Diana Knapp: It’s really hard to force people into leadership, who are reluctant about all the parts of leadership. So, I would encourage you, as that next level in the organization, to do what you can to tackle conflict directly. So, if you’re saying to co-workers, you can be that bridge, you can say, “Hey, Larry, and Joan? I just wanted to talk. I’m feeling some tension and I’d like to clear the air. You know, I think it’s affecting our work.” I would encourage you in whatever capacity you are in your organization to really be willing to take that bull by the horns and try to tackle it in the absence of a supervisor who is willing. It’s really hard to force the reluctant supervisor because you usually don’t have the leverage. Of course, it’s always good to go talk to that supervisor and say, “Hey, here’s what I’m seeing.” Maybe they don’t realize that conflict exits. I know one of the things that happens here, we’re a large organization that is open 24 hours a day, and line staff can sometimes think that the front office knows everything that goes on here, and we don’t. We don’t have the foggiest notion about a lot of the ins and outs of interpersonal relationships and things like that. And so, the supervisor may not know that there is a significant conflict or that that conflict is causing a problem.

 

Audience Question: One more thing I’d like to share from that earlier question comes from Michael. Michael says having older folks listen to me and genuinely take the time to improve and teach through my ideas, makes me significantly more likely to return that respect and appreciation. I really like that comment, too. 

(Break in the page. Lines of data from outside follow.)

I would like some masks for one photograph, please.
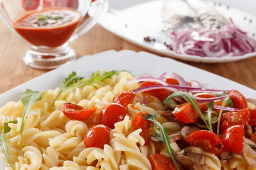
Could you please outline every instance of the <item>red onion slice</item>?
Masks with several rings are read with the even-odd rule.
[[[180,76],[176,74],[176,73],[172,73],[172,75],[180,83],[180,85],[187,86],[188,84],[185,81],[184,79],[182,78]]]
[[[138,88],[134,90],[133,91],[134,93],[141,93],[143,91],[148,91],[151,90],[161,89],[163,88],[166,89],[174,92],[178,91],[179,91],[175,88],[171,87],[166,85],[148,85],[147,86],[141,87]]]
[[[144,105],[147,104],[147,98],[145,96],[143,96],[143,104]]]
[[[238,110],[239,110],[238,109],[236,109],[235,108],[227,108],[226,107],[218,106],[217,105],[215,105],[214,106],[214,108],[216,109],[221,109],[231,111]]]
[[[200,82],[195,80],[191,80],[190,81],[191,83],[191,85],[192,87],[197,88],[203,88],[203,85]]]

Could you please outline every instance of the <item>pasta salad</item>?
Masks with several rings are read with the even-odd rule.
[[[0,108],[6,170],[256,170],[256,103],[173,73],[73,72]]]

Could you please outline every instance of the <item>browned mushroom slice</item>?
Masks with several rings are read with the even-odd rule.
[[[168,122],[172,122],[176,118],[171,111],[166,111],[161,114],[161,116],[166,119]]]
[[[176,134],[172,134],[169,135],[170,137],[170,142],[174,142],[178,140],[181,140],[183,139],[183,137],[180,133]],[[163,143],[163,142],[157,139],[156,136],[154,135],[150,135],[149,139],[152,143]]]
[[[252,168],[256,168],[256,151],[245,143],[242,153],[249,166]]]
[[[186,169],[192,170],[194,169],[194,165],[197,164],[192,159],[182,155],[179,152],[175,152],[175,158],[177,162]]]
[[[204,161],[204,152],[201,148],[189,146],[185,150],[187,156],[197,164],[203,164]]]
[[[196,164],[193,166],[193,170],[210,170],[210,167],[207,164]]]
[[[220,158],[224,160],[231,159],[236,156],[236,153],[222,150],[220,154]]]
[[[244,138],[244,144],[248,144],[252,149],[256,151],[256,143],[248,138]]]
[[[246,138],[250,138],[253,134],[252,127],[248,124],[244,126],[244,135]]]
[[[181,130],[180,131],[180,133],[181,133],[181,135],[182,135],[182,136],[183,136],[183,137],[185,138],[188,137],[190,134],[192,133],[193,132],[197,130],[200,130],[200,129],[199,129],[196,126],[186,126],[183,127],[182,129],[181,129]]]

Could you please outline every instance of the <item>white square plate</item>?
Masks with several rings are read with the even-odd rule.
[[[163,58],[145,52],[138,53],[129,50],[117,52],[111,50],[86,56],[67,65],[56,69],[29,80],[0,95],[0,107],[6,102],[17,101],[19,96],[26,89],[43,92],[61,87],[61,82],[72,71],[79,76],[90,77],[96,70],[125,70],[135,75],[148,73],[158,76],[163,73],[175,72],[186,80],[195,79],[202,83],[209,83],[216,88],[239,90],[247,98],[256,99],[256,91],[244,85],[208,71],[178,62],[168,58]],[[0,168],[5,167],[0,160]]]
[[[10,101],[17,101],[26,89],[43,92],[61,87],[61,82],[72,71],[78,75],[90,77],[96,70],[125,70],[135,75],[148,73],[158,76],[164,72],[175,72],[186,80],[196,80],[212,85],[220,90],[236,89],[247,98],[256,99],[256,91],[208,71],[145,52],[111,50],[82,57],[67,66],[49,71],[0,95],[0,107]]]
[[[255,52],[241,56],[222,57],[201,57],[176,53],[164,45],[164,42],[168,40],[166,34],[162,31],[164,24],[161,14],[164,4],[167,1],[166,0],[108,1],[108,10],[100,20],[99,24],[117,36],[149,50],[174,58],[207,63],[230,62],[256,55]],[[201,0],[189,0],[189,1],[191,1],[191,4],[196,6],[202,3]],[[236,25],[247,32],[249,36],[254,35],[253,37],[255,38],[256,17],[255,10],[253,7],[256,4],[254,0],[204,1],[209,6],[214,7],[227,20],[231,17]],[[222,3],[218,3],[221,2]],[[218,5],[215,6],[216,3],[218,3]],[[176,2],[173,3],[175,4]],[[182,8],[174,8],[169,10],[173,11],[176,9],[177,11],[182,11],[183,14],[190,16],[187,13],[189,10]],[[151,43],[145,41],[144,37],[147,37],[155,39],[156,42]]]

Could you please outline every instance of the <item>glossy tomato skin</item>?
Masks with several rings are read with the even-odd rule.
[[[221,106],[221,105],[222,105],[223,102],[223,100],[220,100],[220,101],[216,101],[216,102],[214,102],[214,105],[216,105],[217,106]],[[201,110],[201,111],[202,112],[202,113],[203,114],[206,113],[206,112],[207,112],[207,110],[208,109],[208,106],[209,104],[209,102],[207,102],[201,103],[201,104],[199,105],[199,108],[200,108],[200,110]],[[218,113],[219,113],[219,112],[220,112],[219,109],[216,109],[213,108],[213,110],[215,111]]]
[[[251,136],[250,139],[256,143],[256,132]]]
[[[245,125],[250,120],[250,110],[249,108],[222,114],[224,120],[230,122],[233,125]]]
[[[133,91],[123,91],[115,96],[113,102],[118,103],[126,108],[132,102],[136,94]]]
[[[246,99],[242,94],[236,90],[232,90],[227,92],[227,94],[231,94],[230,97],[233,104],[234,108],[243,109],[248,108]]]
[[[109,128],[104,125],[96,125],[90,128],[84,133],[84,143],[87,147],[103,149],[108,144],[110,137]]]
[[[152,170],[176,170],[174,163],[170,158],[160,153],[154,153],[148,158]]]
[[[216,96],[208,93],[200,93],[195,95],[195,96],[202,98],[211,98],[216,97]]]
[[[82,106],[72,103],[64,103],[61,105],[61,111],[67,117],[73,120],[83,120],[89,118],[96,111],[97,107],[84,108]]]
[[[251,116],[248,124],[250,126],[256,126],[256,108],[250,109]]]
[[[26,11],[35,10],[39,7],[40,0],[22,0],[21,3]]]
[[[225,120],[222,123],[222,125],[221,125],[221,126],[220,131],[222,133],[224,133],[225,130],[233,125],[233,124],[231,122],[227,120]]]
[[[111,103],[103,108],[99,116],[99,123],[115,128],[115,123],[122,121],[126,115],[126,108],[116,103]]]
[[[231,126],[227,129],[221,137],[223,150],[236,153],[241,153],[244,141],[244,129],[241,125]]]
[[[172,114],[180,121],[185,123],[195,123],[199,116],[199,113],[189,102],[177,106]]]
[[[150,128],[151,122],[145,120],[142,116],[143,114],[148,116],[148,114],[143,112],[138,113],[134,116],[131,122],[131,128],[133,131],[141,129],[142,131],[140,133],[140,135],[145,141],[145,144],[148,144],[149,143],[148,130]]]
[[[161,85],[157,82],[145,82],[142,83],[141,87],[148,86],[148,85]],[[160,89],[151,90],[144,91],[144,93],[151,96],[156,97],[160,101],[163,102],[170,94],[167,89],[163,88]]]
[[[204,151],[214,154],[220,153],[223,147],[220,138],[216,134],[208,130],[196,131],[183,140],[191,145],[201,147]]]
[[[167,78],[166,82],[171,85],[180,85],[180,83],[174,78]]]

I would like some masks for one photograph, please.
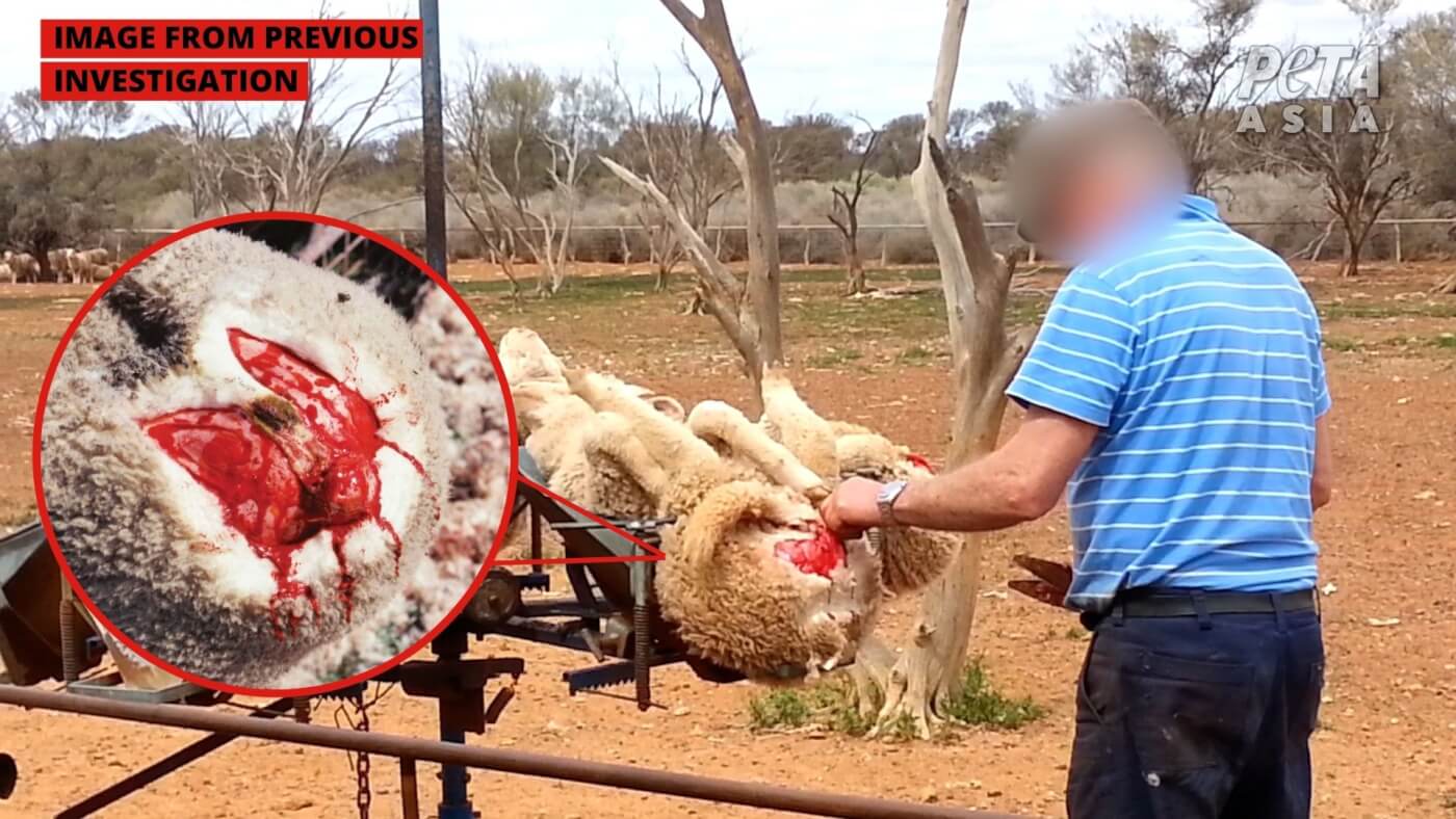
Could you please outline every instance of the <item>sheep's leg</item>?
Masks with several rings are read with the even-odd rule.
[[[724,442],[732,454],[747,458],[770,480],[801,492],[811,500],[823,500],[828,495],[817,474],[737,407],[724,401],[702,401],[689,413],[687,428],[699,438]]]
[[[654,500],[671,489],[671,476],[646,451],[633,434],[630,422],[620,415],[598,413],[582,438],[587,460],[607,458],[617,464]]]
[[[713,470],[722,466],[718,452],[708,442],[629,393],[620,381],[597,372],[568,369],[566,383],[597,412],[622,416],[646,452],[674,473]]]
[[[799,397],[783,371],[770,369],[763,375],[763,425],[805,467],[823,479],[837,477],[830,422]]]

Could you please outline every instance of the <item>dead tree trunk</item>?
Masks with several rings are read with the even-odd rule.
[[[965,29],[968,0],[946,3],[945,28],[936,61],[920,164],[911,176],[916,199],[941,262],[951,335],[955,412],[948,467],[957,467],[996,447],[1006,410],[1005,388],[1031,345],[1034,327],[1008,333],[1006,294],[1012,265],[992,250],[976,188],[951,169],[941,151],[951,106],[951,89]],[[930,736],[941,706],[958,692],[970,646],[971,621],[980,596],[981,535],[967,535],[960,556],[927,589],[911,644],[882,681],[884,706],[878,726],[909,717],[920,736]]]
[[[773,147],[759,116],[759,106],[748,89],[748,77],[743,60],[732,42],[728,15],[722,0],[703,0],[703,15],[699,17],[681,0],[661,0],[662,6],[677,19],[683,29],[697,42],[712,61],[722,81],[728,106],[732,109],[735,140],[724,140],[728,156],[743,176],[748,201],[748,275],[743,289],[753,310],[751,326],[745,326],[759,349],[756,364],[783,361],[783,336],[779,326],[779,211],[773,199]],[[620,176],[620,175],[619,175]],[[674,208],[676,209],[676,208]],[[683,239],[683,237],[678,237]],[[699,243],[702,239],[699,237]],[[687,244],[684,241],[684,244]],[[703,246],[706,249],[706,246]],[[695,250],[696,255],[696,250]],[[715,259],[716,262],[716,259]],[[715,316],[719,308],[708,304]],[[740,316],[743,310],[738,311]],[[735,342],[737,343],[737,342]],[[753,374],[757,385],[759,374]]]
[[[775,359],[767,358],[757,303],[753,301],[750,289],[738,281],[727,265],[718,260],[703,237],[693,230],[683,211],[668,201],[667,193],[662,193],[655,182],[642,179],[607,157],[598,159],[601,164],[607,166],[607,170],[657,205],[662,217],[667,218],[668,227],[677,234],[678,243],[687,249],[687,256],[693,260],[693,269],[697,272],[700,300],[695,300],[695,303],[700,303],[713,319],[718,319],[724,332],[728,333],[728,340],[743,356],[744,369],[757,387],[764,365]],[[775,317],[778,317],[778,310],[775,310]],[[754,391],[757,393],[757,390]]]
[[[868,122],[865,124],[868,125]],[[859,256],[859,198],[865,195],[865,186],[875,175],[869,170],[869,160],[875,156],[878,144],[879,131],[869,128],[865,148],[859,151],[855,176],[850,177],[849,191],[843,191],[837,185],[830,188],[834,198],[830,204],[828,221],[839,230],[844,243],[844,295],[859,295],[869,289],[865,285],[865,263]]]

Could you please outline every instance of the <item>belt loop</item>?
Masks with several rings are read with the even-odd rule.
[[[1194,589],[1192,592],[1192,611],[1198,615],[1198,628],[1201,631],[1213,630],[1213,617],[1208,615],[1208,598],[1204,596],[1203,589]]]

Diana Knapp: Oh, yeah, that’s terrific. Thank you, Michael.

 

Audience Question: When are you going to write a book on leadership on the line?

Diana Knapp: Oh, thank you. That’s very kind of you to say that. Well, right now, like I said, it’s a six-day-a-week job, so I’m just trying to make sure that I have a good work-life balance and that I get plenty of rest, exercise, and eat well. It’s not something I’m honestly really good at. I’m working on that. I’ve got to do some things for myself first, but I appreciate that feedback. That was very kind of you to ask.